For the first time in at least eight years, the Town of Clifton is super close to having a plan that will help guide council members as they make crucial decisions on such things as land use, transportation and economic development.
For the past two years, council members have been working on a General Plan with town residents, said Mayor Luis Montoya. After several public meetings, the plan was adopted in April.
Now, the only thing for voters to do is ratify it during November’s general election. It’s listed as Proposition 400 on the ballot.
In addition to land use, economic development and transportation, the 112-page General Plan delves into growth areas, housing and beautification, recreation, making a healthy community, public facilities, water resources and environmental planning.
During the process, Montoya said the town spent a lot of time analyzing what the community has and needs.
At the end, Montoya said they came to realize that when it comes to land, they need to focus on filling in sections within the town limits since the town is “landlocked.”
“There are very few areas where we can have expansion of any kind because it’s either owned by the state or the company (Freeport-McMoRan),” Montoya said.

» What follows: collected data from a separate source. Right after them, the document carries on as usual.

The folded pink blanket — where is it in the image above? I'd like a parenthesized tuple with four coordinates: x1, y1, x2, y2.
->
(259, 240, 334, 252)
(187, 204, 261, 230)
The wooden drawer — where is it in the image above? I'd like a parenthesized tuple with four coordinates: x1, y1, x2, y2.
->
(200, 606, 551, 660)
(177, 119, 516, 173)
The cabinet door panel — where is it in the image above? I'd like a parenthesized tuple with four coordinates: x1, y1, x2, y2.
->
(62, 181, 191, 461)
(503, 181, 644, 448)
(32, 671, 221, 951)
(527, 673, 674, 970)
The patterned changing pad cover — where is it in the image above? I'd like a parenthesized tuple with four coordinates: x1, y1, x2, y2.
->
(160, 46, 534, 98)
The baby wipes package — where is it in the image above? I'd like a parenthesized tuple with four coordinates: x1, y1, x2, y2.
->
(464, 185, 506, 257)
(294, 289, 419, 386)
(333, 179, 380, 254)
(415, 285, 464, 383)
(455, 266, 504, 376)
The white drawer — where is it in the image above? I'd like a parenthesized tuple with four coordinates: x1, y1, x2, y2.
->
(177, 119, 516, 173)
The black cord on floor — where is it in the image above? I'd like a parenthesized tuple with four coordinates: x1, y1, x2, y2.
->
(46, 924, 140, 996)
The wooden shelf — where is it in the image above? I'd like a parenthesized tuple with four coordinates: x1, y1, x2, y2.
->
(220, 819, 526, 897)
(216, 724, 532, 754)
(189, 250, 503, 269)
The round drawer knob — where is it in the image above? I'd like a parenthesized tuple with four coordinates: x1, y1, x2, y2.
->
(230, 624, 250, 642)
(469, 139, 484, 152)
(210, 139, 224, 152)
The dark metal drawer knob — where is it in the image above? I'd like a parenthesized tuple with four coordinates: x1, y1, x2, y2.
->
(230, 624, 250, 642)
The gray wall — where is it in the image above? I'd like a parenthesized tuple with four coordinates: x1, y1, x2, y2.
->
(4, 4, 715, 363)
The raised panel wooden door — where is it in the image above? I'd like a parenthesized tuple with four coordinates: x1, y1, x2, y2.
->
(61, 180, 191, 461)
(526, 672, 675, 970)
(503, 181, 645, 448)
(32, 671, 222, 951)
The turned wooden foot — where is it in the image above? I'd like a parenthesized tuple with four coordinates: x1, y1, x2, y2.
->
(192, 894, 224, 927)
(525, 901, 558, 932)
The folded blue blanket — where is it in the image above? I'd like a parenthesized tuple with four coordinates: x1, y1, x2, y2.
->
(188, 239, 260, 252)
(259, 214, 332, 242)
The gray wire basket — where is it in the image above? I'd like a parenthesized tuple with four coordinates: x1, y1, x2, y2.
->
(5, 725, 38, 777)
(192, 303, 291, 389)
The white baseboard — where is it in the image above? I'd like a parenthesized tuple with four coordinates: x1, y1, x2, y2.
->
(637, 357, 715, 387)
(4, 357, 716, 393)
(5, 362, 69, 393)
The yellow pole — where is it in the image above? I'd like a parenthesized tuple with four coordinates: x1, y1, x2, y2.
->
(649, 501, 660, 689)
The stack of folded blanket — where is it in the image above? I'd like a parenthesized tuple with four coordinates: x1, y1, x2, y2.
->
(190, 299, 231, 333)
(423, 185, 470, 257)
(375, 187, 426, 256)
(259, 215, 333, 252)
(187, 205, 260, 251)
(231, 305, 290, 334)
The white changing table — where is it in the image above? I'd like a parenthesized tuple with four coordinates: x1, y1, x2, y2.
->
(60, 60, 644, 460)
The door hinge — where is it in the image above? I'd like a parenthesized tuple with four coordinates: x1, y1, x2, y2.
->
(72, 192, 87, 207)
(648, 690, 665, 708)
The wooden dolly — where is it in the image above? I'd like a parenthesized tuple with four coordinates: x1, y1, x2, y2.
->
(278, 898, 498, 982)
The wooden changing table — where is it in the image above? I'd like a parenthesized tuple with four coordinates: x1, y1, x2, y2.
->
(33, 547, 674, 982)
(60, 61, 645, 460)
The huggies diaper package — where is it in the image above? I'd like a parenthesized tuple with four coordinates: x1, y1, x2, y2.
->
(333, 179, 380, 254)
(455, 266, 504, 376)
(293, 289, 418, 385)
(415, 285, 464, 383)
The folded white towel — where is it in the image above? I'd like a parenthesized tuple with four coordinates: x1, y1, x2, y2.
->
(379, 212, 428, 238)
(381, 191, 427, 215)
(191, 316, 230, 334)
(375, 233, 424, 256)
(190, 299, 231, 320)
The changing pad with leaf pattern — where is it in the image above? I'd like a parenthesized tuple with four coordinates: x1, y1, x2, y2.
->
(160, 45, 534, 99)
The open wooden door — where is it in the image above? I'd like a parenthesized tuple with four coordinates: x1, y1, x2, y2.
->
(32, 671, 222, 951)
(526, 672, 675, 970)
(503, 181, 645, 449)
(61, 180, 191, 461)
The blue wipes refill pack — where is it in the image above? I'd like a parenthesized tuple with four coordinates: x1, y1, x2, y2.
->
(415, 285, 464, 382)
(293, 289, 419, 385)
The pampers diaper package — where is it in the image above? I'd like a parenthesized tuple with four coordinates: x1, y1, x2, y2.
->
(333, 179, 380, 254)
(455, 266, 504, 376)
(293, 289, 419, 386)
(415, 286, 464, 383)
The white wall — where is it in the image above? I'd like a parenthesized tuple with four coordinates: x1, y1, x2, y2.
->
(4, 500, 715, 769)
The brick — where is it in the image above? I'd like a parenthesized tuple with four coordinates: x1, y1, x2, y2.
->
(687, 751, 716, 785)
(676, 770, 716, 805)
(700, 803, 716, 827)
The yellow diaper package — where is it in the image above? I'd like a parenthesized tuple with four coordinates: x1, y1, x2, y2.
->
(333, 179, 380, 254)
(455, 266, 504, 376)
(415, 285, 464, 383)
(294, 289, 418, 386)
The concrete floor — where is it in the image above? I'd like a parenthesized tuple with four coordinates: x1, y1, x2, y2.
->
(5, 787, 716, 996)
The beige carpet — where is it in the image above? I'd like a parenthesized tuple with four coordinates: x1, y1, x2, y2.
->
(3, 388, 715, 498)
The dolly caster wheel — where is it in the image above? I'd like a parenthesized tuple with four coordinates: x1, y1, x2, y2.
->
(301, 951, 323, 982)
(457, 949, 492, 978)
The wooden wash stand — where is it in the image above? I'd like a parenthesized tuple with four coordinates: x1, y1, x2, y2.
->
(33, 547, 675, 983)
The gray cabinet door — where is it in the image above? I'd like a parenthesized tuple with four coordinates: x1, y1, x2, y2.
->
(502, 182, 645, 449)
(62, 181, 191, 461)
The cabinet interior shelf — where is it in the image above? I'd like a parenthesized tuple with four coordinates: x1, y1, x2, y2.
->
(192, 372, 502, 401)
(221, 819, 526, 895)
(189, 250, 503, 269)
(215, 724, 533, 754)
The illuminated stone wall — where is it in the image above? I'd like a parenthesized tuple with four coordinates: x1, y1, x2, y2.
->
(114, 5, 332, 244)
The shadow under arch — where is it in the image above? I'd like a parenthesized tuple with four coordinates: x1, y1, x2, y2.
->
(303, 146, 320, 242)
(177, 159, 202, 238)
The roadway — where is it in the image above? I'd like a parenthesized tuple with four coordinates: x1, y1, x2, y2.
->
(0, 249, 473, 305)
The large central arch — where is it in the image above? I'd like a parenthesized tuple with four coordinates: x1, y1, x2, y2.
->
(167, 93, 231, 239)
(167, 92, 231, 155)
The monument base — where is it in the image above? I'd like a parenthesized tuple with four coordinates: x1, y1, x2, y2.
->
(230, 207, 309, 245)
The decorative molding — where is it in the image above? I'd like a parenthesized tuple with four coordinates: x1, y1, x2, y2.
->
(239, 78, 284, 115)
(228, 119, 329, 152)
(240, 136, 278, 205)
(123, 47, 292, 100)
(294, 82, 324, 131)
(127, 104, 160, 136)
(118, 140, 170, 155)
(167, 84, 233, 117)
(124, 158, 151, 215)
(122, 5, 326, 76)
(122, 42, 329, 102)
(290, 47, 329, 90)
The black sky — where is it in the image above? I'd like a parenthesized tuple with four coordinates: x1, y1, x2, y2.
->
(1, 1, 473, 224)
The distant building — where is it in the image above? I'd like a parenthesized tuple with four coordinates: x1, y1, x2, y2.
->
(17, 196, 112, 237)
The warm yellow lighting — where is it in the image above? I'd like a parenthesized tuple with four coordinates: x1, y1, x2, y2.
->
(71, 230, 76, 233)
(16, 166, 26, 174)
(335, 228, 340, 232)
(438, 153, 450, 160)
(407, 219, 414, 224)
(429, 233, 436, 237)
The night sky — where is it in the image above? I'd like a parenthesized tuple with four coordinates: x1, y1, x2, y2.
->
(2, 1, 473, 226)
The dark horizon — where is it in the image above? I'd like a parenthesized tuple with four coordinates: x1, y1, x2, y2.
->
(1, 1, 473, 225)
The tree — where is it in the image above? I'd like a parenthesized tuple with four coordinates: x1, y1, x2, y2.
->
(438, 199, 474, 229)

It was determined other areas were too cost prohibitive to pursue; there are no water or sewage systems, he said.
Council members and residents also agreed the town needs to explore the possibility of creating more recreation possibilities along the San Francisco River, Montoya said.
Graham County Supervisor Danny Smith shared how he was on a business trip in Grand Junction, Colo. when local leaders began to discuss their “String of Pearls” project. Three cities and a county came together to create a paved, recreational trail along the Colorado River, connecting several parks together, Montoya said.
“This plan will hopefully focus all of us. We’ll be able to concentrate on specific areas instead of having a shotgun approach,” he said.
The general plan has been posted on the town’s website for at least six months and no one has spoken ill of it, Montoya said. Hopefully, the proposition will pass without any issues, he said.